Every Kubernetes object has a uniform envelope: apiVersion, kind, metadata (name, namespace, labels, annotations, creationTimestamp, uid), spec, status. We could formalize OSAPI resources similarly:

  • Each resource type (node, job, audit entry) gets a consistent structure
  • metadata.labels, metadata.annotations, metadata.createdAt on every resource
  • Annotations (separate from labels) for non-routing metadata
  • Enables generic tooling: filtering, sorting, field selectors

Agent States (systemd-inspired)

Systemd units have explicit states: Active, Inactive, Failed, Activating, Deactivating. Currently we only have "present in KV = alive". Adding explicit states would enable:

  • Starting - agent is initializing, not yet processing jobs
  • Ready - agent is healthy and processing jobs
  • Draining - agent is shutting down gracefully, finishing in-flight jobs but not accepting new ones
  • Stopped - clean shutdown (deregistered)

State transitions would be visible in the registry and in lifecycle events.

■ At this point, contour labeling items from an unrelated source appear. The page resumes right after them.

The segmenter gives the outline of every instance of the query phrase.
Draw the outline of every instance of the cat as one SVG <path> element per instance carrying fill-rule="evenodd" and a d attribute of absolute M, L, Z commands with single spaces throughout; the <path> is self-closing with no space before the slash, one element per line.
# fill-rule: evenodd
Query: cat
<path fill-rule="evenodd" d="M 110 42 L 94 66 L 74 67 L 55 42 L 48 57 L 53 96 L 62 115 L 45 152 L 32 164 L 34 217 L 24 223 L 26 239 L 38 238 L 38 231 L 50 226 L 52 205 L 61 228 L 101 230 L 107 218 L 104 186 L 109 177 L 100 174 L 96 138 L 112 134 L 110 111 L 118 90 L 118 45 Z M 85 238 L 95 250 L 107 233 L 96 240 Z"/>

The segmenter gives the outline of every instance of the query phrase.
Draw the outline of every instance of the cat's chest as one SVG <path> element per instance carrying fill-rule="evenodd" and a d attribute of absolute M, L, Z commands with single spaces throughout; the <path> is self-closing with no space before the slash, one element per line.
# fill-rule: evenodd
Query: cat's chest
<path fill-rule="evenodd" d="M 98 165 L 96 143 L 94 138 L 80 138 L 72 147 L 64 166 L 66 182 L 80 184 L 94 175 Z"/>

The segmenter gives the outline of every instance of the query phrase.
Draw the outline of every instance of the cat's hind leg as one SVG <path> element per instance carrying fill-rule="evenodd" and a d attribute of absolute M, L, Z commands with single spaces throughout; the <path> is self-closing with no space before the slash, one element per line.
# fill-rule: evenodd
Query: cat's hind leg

Restart Tracking (systemd-inspired)

Systemd tracks restart counts and restart reasons. We could add:

  • restart_count - how many times the agent process has started for this hostname
  • last_restart_reason - "clean start", "crash recovery", etc.
  • Stability signal for fleet health dashboards

Additional State to Save

  • First-seen timestamp (started_at) distinct from last heartbeat (registered_at) for true "AGE" display like kubectl get nodes
  • Active job count - how busy the agent is right now
  • Agent binary version - for fleet version tracking and rolling upgrade visibility
  • OS kernel version - already available from host provider

Notes

  • These are incremental improvements that build on the heartbeat enrichment work. Each can be implemented independently.
  • Priority should be driven by operational value: conditions and capacity tracking are highest value for fleet operators.
  • Taints and lifecycle events add complexity but enable sophisticated fleet management workflows.
  • The consistent resource model is the most ambitious change and would touch the most code, but pays off long-term for tooling and API consistency.